Configuring incident correlation to detect similar incident clusters


After BMC Helix ITSM Insights is activated, Service Desk managers can use the Real-time incident correlation workspace to detect similar incident clusters and view emerging hotspots.

The system uses a set of default fields and settings for the Real-time incident correlation workspace. As a tenant administrator, you can change the incident correlation configuration based on your requirements. 

If your admin has updated your permissions in the hierarchical groups in BMC Helix ITSM, you must update the Real-time incident correlation configuration settings to view the clusters relevant to you.

If you have set up custom priority values, you must update the Real-time incident correlation configuration settings (except Similarity threshold) to view the updated custom priority details in the Real-time incident correlation dashboard.

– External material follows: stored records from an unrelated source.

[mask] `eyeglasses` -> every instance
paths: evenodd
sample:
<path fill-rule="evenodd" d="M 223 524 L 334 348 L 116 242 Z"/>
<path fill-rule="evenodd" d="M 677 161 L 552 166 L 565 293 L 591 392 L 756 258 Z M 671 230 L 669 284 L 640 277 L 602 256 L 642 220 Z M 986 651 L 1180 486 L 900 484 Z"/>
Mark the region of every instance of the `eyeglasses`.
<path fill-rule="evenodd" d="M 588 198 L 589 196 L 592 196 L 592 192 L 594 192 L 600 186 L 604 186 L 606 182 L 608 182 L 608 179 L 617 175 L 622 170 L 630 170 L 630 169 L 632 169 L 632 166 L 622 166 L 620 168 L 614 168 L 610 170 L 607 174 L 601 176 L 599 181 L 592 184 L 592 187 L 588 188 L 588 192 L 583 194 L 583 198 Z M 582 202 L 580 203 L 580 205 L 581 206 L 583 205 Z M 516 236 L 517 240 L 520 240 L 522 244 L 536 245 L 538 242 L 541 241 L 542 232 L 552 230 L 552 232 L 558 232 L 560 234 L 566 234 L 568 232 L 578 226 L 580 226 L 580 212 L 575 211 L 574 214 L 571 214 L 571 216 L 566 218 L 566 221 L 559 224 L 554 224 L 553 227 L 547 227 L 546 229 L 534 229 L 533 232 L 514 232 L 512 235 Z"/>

The algorithm takes at least six hours to display the newly added custom priority values in the Real-time incident correlation workspace.

Warning

Updating the similarity threshold value or the stop word file triggers the deletion of existing clusters.

Best practice for configuring changes

When you change the incident correlation configuration, all existing clusters are removed from the dashboard and the system performs the analysis again. This action might impact the analysis being carried out by any Service Desk managers or agents who are using the Real-time incident correlation dashboard for analysis.

We recommend that any configuration changes for incident correlation are done in off-hours so that the impact is minimal.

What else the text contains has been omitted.